A lot of this cannot be changed, but we sat down and talked about what we both want and need out of our creative work, and we hatched an idea. We want to work together, really together, so we’ll start of a morning with the same piece of paper, get the words and images planned, and then over the day Tom can make a page. The rest of our work commitments mean that we might have one or two days in a month when we can work this way. It is enough.

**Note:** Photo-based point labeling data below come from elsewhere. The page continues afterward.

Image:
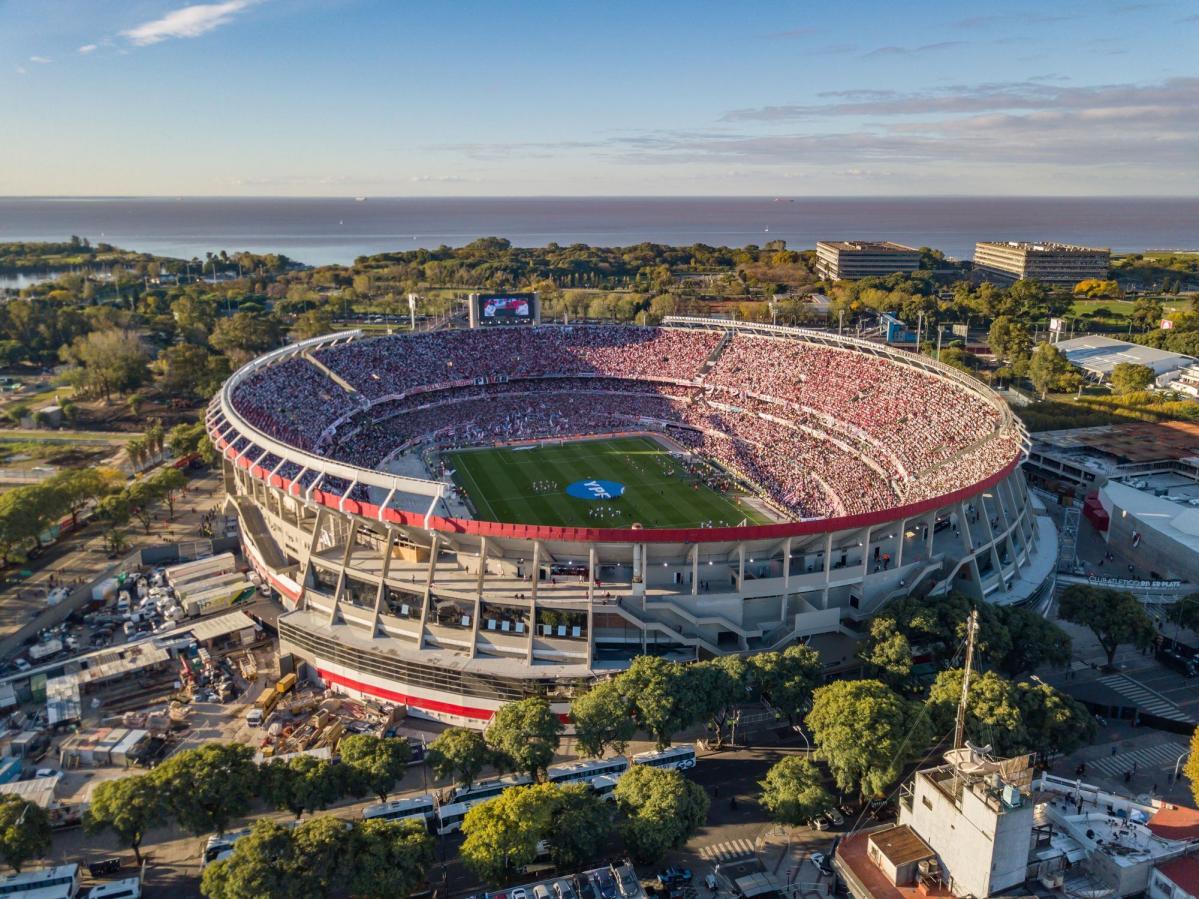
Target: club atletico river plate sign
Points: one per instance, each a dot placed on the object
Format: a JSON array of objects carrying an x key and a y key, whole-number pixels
[{"x": 595, "y": 489}]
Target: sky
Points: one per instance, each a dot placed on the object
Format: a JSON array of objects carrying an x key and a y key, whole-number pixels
[{"x": 598, "y": 97}]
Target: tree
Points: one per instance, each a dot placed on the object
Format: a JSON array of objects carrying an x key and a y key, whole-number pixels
[
  {"x": 1192, "y": 767},
  {"x": 504, "y": 832},
  {"x": 787, "y": 679},
  {"x": 313, "y": 323},
  {"x": 391, "y": 860},
  {"x": 1008, "y": 338},
  {"x": 300, "y": 784},
  {"x": 1114, "y": 616},
  {"x": 887, "y": 652},
  {"x": 1130, "y": 378},
  {"x": 661, "y": 810},
  {"x": 1146, "y": 313},
  {"x": 24, "y": 831},
  {"x": 1050, "y": 370},
  {"x": 993, "y": 711},
  {"x": 209, "y": 786},
  {"x": 1053, "y": 720},
  {"x": 865, "y": 731},
  {"x": 128, "y": 807},
  {"x": 658, "y": 692},
  {"x": 374, "y": 764},
  {"x": 526, "y": 734},
  {"x": 109, "y": 361},
  {"x": 324, "y": 846},
  {"x": 793, "y": 791},
  {"x": 602, "y": 719},
  {"x": 263, "y": 863},
  {"x": 580, "y": 825},
  {"x": 461, "y": 753},
  {"x": 168, "y": 483}
]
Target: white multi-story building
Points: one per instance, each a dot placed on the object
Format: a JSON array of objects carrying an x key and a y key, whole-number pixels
[
  {"x": 849, "y": 260},
  {"x": 1044, "y": 261}
]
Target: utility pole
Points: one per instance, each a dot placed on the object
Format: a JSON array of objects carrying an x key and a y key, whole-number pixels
[{"x": 959, "y": 725}]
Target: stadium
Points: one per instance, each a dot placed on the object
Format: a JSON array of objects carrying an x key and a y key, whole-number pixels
[{"x": 455, "y": 519}]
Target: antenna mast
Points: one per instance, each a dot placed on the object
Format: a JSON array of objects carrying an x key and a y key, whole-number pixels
[{"x": 959, "y": 725}]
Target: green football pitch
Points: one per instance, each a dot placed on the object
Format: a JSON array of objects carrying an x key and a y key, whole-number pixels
[{"x": 528, "y": 486}]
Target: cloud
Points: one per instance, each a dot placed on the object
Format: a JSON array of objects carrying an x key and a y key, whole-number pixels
[
  {"x": 893, "y": 50},
  {"x": 966, "y": 100},
  {"x": 188, "y": 22}
]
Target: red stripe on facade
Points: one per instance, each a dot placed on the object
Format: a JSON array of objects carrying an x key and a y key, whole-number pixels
[{"x": 431, "y": 705}]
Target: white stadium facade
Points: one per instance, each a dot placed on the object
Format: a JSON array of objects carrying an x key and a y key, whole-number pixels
[{"x": 886, "y": 472}]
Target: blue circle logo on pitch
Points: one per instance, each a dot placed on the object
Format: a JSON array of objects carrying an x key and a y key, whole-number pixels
[{"x": 595, "y": 489}]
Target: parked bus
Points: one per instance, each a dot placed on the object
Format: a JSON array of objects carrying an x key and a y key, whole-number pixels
[
  {"x": 588, "y": 770},
  {"x": 676, "y": 756},
  {"x": 58, "y": 882},
  {"x": 486, "y": 789},
  {"x": 416, "y": 808},
  {"x": 199, "y": 569}
]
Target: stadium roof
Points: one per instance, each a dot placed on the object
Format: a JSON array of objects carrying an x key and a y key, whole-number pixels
[{"x": 1098, "y": 355}]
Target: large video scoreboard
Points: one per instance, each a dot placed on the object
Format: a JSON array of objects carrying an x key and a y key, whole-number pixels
[{"x": 504, "y": 309}]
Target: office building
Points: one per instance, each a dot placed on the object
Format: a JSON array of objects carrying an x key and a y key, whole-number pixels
[
  {"x": 849, "y": 260},
  {"x": 1047, "y": 263}
]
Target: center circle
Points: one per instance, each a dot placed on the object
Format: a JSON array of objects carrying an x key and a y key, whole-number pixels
[{"x": 595, "y": 489}]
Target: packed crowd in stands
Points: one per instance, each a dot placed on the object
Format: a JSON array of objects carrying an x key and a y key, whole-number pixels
[
  {"x": 294, "y": 402},
  {"x": 821, "y": 430}
]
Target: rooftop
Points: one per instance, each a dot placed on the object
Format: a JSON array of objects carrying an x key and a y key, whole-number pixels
[
  {"x": 1184, "y": 872},
  {"x": 1175, "y": 822},
  {"x": 867, "y": 247},
  {"x": 1043, "y": 246},
  {"x": 901, "y": 845},
  {"x": 855, "y": 866},
  {"x": 1100, "y": 355}
]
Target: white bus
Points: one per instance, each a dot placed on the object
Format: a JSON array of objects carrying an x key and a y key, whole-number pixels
[
  {"x": 416, "y": 808},
  {"x": 604, "y": 786},
  {"x": 588, "y": 770},
  {"x": 676, "y": 756},
  {"x": 487, "y": 789},
  {"x": 450, "y": 816},
  {"x": 59, "y": 882}
]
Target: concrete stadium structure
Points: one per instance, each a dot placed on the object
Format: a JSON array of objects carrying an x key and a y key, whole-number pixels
[{"x": 387, "y": 592}]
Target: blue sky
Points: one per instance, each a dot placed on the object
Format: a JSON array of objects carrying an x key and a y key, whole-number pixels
[{"x": 389, "y": 97}]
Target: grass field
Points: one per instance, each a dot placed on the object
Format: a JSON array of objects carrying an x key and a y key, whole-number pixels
[{"x": 528, "y": 486}]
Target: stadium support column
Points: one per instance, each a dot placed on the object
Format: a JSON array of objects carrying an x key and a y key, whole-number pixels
[
  {"x": 383, "y": 578},
  {"x": 824, "y": 596},
  {"x": 591, "y": 605},
  {"x": 638, "y": 584},
  {"x": 341, "y": 574},
  {"x": 426, "y": 598},
  {"x": 694, "y": 569},
  {"x": 532, "y": 597},
  {"x": 306, "y": 567},
  {"x": 479, "y": 597}
]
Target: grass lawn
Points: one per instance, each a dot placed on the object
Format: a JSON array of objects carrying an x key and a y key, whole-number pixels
[{"x": 528, "y": 486}]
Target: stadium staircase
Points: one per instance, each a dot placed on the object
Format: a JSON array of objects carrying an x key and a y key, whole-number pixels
[
  {"x": 715, "y": 355},
  {"x": 330, "y": 373},
  {"x": 253, "y": 525}
]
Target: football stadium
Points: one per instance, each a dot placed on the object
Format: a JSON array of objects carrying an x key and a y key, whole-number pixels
[{"x": 453, "y": 519}]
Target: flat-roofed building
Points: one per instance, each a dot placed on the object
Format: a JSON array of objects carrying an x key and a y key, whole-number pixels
[
  {"x": 849, "y": 260},
  {"x": 1048, "y": 263}
]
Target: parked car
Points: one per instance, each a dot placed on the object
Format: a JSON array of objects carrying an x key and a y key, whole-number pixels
[{"x": 674, "y": 875}]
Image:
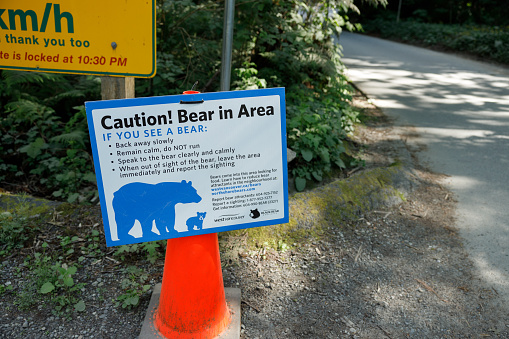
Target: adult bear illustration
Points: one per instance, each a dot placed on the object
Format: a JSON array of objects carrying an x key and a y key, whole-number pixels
[
  {"x": 149, "y": 202},
  {"x": 196, "y": 221}
]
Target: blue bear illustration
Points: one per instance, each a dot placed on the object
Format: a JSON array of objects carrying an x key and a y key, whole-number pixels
[
  {"x": 149, "y": 202},
  {"x": 196, "y": 221}
]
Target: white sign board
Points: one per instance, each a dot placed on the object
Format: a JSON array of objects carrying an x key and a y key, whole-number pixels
[{"x": 183, "y": 165}]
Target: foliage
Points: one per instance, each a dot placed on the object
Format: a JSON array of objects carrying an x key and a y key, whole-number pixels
[
  {"x": 289, "y": 44},
  {"x": 53, "y": 279},
  {"x": 15, "y": 226},
  {"x": 133, "y": 287},
  {"x": 44, "y": 135},
  {"x": 482, "y": 41}
]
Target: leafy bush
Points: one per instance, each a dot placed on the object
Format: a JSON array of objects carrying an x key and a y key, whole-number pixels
[
  {"x": 482, "y": 41},
  {"x": 44, "y": 133}
]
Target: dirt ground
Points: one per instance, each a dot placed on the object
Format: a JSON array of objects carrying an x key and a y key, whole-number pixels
[{"x": 396, "y": 272}]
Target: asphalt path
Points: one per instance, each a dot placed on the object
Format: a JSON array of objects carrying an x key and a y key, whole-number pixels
[{"x": 459, "y": 109}]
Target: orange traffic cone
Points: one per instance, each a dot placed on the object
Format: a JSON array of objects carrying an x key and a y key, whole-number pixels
[{"x": 192, "y": 302}]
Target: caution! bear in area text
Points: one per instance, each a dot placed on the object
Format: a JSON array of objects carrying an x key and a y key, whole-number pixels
[{"x": 176, "y": 166}]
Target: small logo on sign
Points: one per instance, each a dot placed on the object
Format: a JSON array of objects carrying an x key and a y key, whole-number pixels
[{"x": 254, "y": 214}]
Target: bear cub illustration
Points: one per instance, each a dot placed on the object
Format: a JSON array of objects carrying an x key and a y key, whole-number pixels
[
  {"x": 196, "y": 221},
  {"x": 151, "y": 202}
]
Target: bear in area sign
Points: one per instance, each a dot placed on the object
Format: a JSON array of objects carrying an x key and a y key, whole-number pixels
[{"x": 150, "y": 203}]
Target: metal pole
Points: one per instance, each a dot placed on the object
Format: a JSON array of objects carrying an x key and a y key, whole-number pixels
[
  {"x": 226, "y": 59},
  {"x": 399, "y": 10}
]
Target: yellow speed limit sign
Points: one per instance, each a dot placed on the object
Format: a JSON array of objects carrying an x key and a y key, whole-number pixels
[{"x": 112, "y": 37}]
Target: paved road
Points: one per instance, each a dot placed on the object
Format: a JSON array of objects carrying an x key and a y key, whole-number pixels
[{"x": 460, "y": 110}]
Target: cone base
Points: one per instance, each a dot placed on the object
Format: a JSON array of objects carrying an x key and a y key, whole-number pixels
[{"x": 233, "y": 299}]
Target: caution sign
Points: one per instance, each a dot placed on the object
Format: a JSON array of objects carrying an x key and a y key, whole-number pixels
[
  {"x": 114, "y": 37},
  {"x": 184, "y": 165}
]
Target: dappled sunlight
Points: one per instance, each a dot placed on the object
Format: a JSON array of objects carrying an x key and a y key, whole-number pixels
[{"x": 458, "y": 111}]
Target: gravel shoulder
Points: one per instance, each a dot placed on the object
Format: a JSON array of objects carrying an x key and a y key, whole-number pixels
[{"x": 396, "y": 270}]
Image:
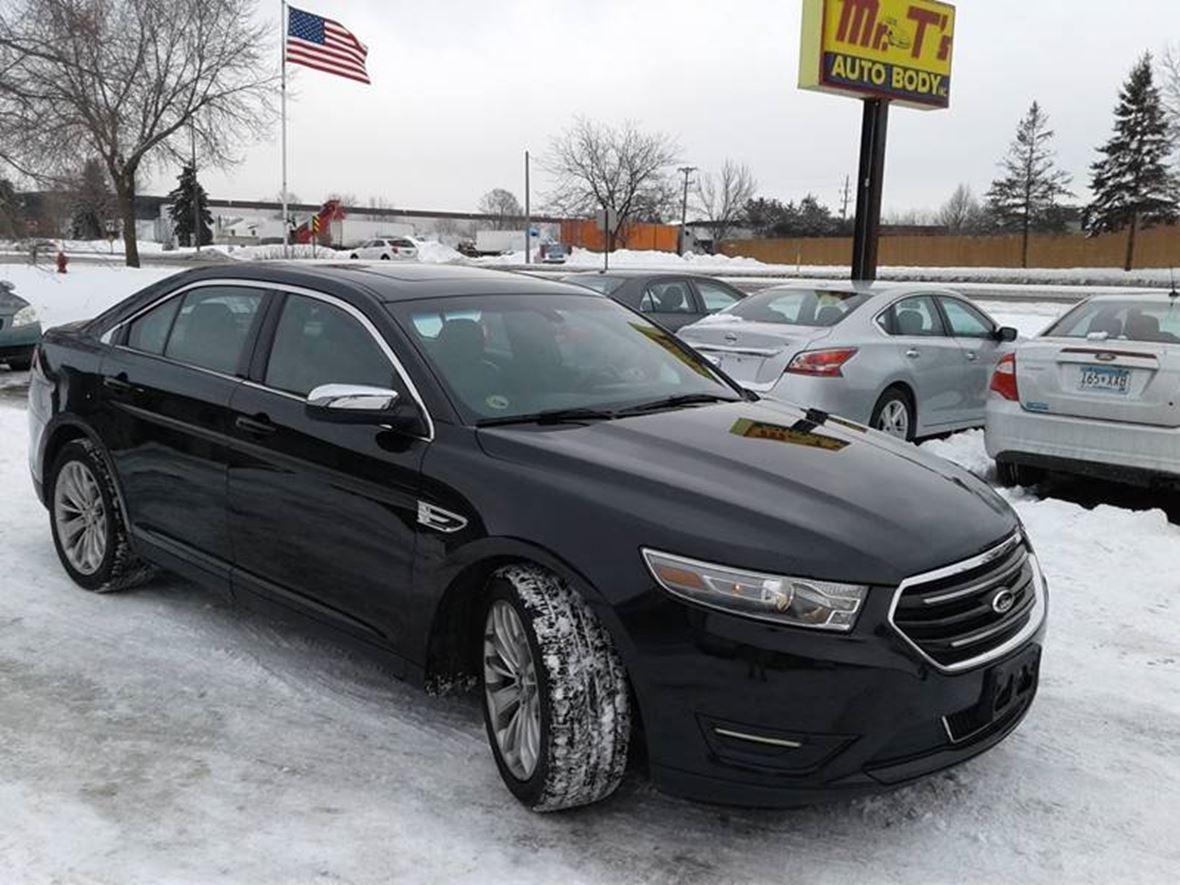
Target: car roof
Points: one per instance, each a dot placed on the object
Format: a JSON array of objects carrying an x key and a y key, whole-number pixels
[{"x": 393, "y": 281}]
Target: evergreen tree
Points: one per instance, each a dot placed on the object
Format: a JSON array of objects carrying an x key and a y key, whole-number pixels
[
  {"x": 189, "y": 191},
  {"x": 1132, "y": 183},
  {"x": 1026, "y": 197},
  {"x": 92, "y": 203}
]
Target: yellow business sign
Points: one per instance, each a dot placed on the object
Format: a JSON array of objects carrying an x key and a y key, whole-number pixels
[{"x": 899, "y": 50}]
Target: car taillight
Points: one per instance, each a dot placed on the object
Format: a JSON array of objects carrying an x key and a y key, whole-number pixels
[
  {"x": 827, "y": 364},
  {"x": 1003, "y": 379}
]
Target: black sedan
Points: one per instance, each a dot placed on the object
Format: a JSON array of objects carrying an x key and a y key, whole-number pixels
[
  {"x": 524, "y": 486},
  {"x": 672, "y": 300}
]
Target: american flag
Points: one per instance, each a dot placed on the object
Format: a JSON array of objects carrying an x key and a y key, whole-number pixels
[{"x": 325, "y": 45}]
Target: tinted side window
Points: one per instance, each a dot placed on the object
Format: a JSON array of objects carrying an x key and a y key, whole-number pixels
[
  {"x": 915, "y": 316},
  {"x": 716, "y": 297},
  {"x": 149, "y": 330},
  {"x": 965, "y": 321},
  {"x": 319, "y": 343},
  {"x": 669, "y": 296},
  {"x": 212, "y": 327}
]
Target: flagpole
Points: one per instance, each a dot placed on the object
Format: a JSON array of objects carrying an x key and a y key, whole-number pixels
[{"x": 282, "y": 21}]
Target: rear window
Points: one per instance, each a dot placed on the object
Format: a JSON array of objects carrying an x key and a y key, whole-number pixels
[
  {"x": 798, "y": 307},
  {"x": 1131, "y": 320},
  {"x": 605, "y": 284}
]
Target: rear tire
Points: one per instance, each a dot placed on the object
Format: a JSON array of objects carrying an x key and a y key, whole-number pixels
[
  {"x": 87, "y": 522},
  {"x": 556, "y": 702},
  {"x": 1010, "y": 474},
  {"x": 895, "y": 414}
]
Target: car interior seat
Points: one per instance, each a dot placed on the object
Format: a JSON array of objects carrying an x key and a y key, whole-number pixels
[{"x": 911, "y": 322}]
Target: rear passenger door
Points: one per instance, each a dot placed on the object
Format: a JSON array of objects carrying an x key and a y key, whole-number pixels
[
  {"x": 164, "y": 415},
  {"x": 323, "y": 516},
  {"x": 715, "y": 295},
  {"x": 976, "y": 336},
  {"x": 670, "y": 301},
  {"x": 922, "y": 353}
]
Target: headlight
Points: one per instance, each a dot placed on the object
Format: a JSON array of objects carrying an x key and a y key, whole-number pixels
[
  {"x": 798, "y": 602},
  {"x": 25, "y": 316}
]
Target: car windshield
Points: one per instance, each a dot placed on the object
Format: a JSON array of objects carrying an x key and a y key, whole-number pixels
[
  {"x": 598, "y": 282},
  {"x": 1126, "y": 319},
  {"x": 503, "y": 356},
  {"x": 798, "y": 307}
]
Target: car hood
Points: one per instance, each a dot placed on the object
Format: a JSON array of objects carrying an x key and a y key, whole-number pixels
[{"x": 762, "y": 485}]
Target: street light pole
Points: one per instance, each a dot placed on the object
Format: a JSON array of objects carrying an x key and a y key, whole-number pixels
[{"x": 683, "y": 209}]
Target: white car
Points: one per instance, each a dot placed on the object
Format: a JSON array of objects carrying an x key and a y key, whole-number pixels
[
  {"x": 1096, "y": 393},
  {"x": 386, "y": 249}
]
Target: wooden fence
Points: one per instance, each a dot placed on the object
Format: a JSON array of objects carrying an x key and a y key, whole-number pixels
[{"x": 1154, "y": 248}]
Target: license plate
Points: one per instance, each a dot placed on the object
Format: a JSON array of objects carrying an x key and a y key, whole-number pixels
[{"x": 1109, "y": 380}]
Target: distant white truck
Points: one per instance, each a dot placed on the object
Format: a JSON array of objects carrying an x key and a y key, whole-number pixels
[
  {"x": 497, "y": 242},
  {"x": 349, "y": 233}
]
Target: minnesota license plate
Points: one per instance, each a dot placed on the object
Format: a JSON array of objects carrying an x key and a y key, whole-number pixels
[{"x": 1109, "y": 380}]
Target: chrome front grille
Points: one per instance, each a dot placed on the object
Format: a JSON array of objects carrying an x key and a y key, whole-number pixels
[{"x": 974, "y": 611}]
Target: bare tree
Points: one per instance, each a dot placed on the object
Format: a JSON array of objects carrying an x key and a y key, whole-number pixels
[
  {"x": 596, "y": 165},
  {"x": 722, "y": 200},
  {"x": 1026, "y": 197},
  {"x": 129, "y": 82},
  {"x": 1169, "y": 92},
  {"x": 962, "y": 212},
  {"x": 503, "y": 204}
]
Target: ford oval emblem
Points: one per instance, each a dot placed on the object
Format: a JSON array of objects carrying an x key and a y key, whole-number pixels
[{"x": 1002, "y": 602}]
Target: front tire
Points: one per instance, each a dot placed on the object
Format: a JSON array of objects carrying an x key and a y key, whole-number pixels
[
  {"x": 87, "y": 523},
  {"x": 556, "y": 703},
  {"x": 895, "y": 414}
]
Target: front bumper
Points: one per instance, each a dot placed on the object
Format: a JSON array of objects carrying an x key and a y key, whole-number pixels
[
  {"x": 745, "y": 713},
  {"x": 1086, "y": 445},
  {"x": 18, "y": 341}
]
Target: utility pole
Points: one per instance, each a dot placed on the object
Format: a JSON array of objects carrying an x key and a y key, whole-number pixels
[
  {"x": 528, "y": 214},
  {"x": 683, "y": 209}
]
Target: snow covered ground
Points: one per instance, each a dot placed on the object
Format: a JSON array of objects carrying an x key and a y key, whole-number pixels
[{"x": 164, "y": 735}]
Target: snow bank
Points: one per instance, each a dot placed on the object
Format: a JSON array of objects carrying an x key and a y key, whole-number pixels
[{"x": 82, "y": 293}]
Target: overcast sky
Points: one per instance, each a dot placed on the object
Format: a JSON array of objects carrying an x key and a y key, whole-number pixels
[{"x": 460, "y": 89}]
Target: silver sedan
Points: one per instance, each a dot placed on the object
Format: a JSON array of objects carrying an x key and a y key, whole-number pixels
[
  {"x": 909, "y": 360},
  {"x": 1095, "y": 393}
]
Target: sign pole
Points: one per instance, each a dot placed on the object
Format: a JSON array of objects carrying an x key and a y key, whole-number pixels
[{"x": 870, "y": 187}]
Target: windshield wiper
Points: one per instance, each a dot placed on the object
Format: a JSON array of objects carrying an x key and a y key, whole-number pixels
[
  {"x": 551, "y": 415},
  {"x": 683, "y": 399}
]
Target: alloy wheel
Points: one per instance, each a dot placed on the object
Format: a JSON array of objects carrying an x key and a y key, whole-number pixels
[
  {"x": 895, "y": 419},
  {"x": 80, "y": 516},
  {"x": 511, "y": 690}
]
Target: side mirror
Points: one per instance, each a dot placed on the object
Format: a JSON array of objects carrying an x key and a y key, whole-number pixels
[
  {"x": 358, "y": 404},
  {"x": 1007, "y": 333}
]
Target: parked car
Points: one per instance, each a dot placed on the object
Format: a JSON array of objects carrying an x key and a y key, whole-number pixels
[
  {"x": 395, "y": 249},
  {"x": 523, "y": 485},
  {"x": 909, "y": 360},
  {"x": 19, "y": 328},
  {"x": 1097, "y": 393},
  {"x": 672, "y": 300}
]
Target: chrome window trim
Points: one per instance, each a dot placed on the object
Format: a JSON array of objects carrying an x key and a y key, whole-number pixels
[
  {"x": 109, "y": 335},
  {"x": 1036, "y": 616}
]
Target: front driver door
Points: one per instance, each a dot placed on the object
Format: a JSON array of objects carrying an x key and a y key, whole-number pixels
[
  {"x": 323, "y": 516},
  {"x": 670, "y": 302}
]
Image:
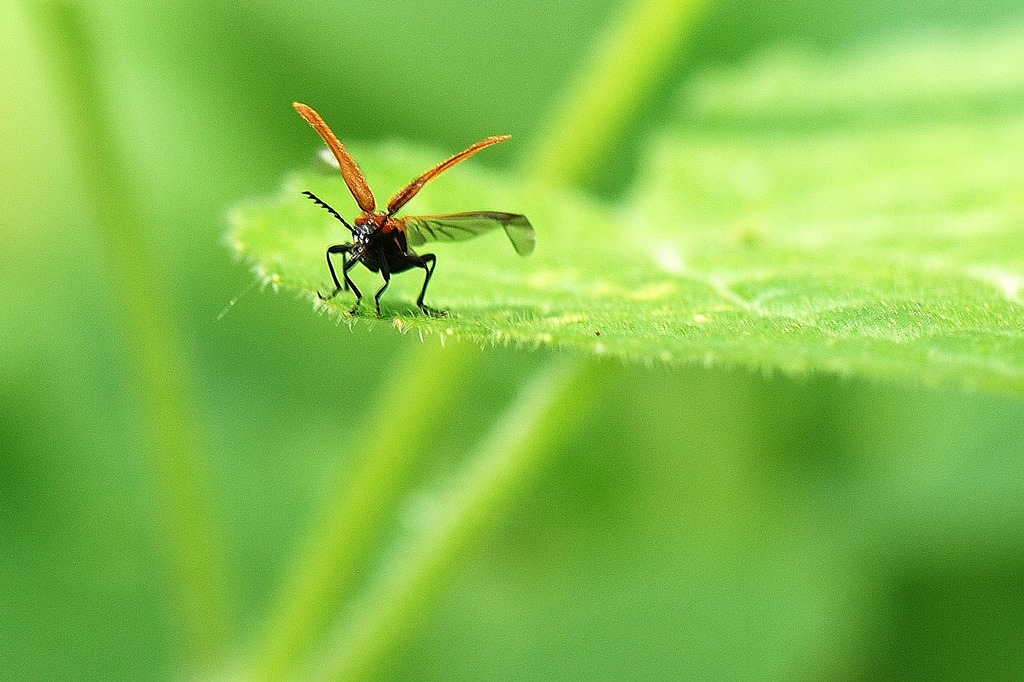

A week or so ago we took a day, and made a comics page from scratch, for a new title – The Unreal Estate. We’re both very fond of Under Milk Wood, this is nothing like that, except that there is a debt owed… it’s modern, urban, and very strange. It allows both of us to push the edges of our ideas and creativity, which is great, and whether it turns into anything doesn’t matter, because the method of working is nourishing and gives us something we need. I realise that just a small amount of the really soulful work is enough, I can spend most of my time on dull necessities if needs be, so long as I have a little bit of time to follow my heart. It’s liberating.

I’m still exploring how I want to work and what I need to do, working out what is both desirable to others and meaningful to me. I think there are balances that can be struck. I think there are things I am driven to create that other people enjoy. Hopeless Maine has been a success on that score. It was made with love and a lot of people are responding to it. Tea Dragons (see some of them at http://www.copperage.deviantart.com) seem to be getting people excited too, so, more things like that (you’d like some insane Steampunk cats, wouldn’t you?). I’m hopeful that I can find ways to follow my own awen and make things other people benefit from. I don’t see much use in creating just for my own indulgence, nor do I see any point in making things that are saleable but soulless. Whatever I do has to tick both boxes, or I’d rather not do it at all. Having that clarity has been a great help to me.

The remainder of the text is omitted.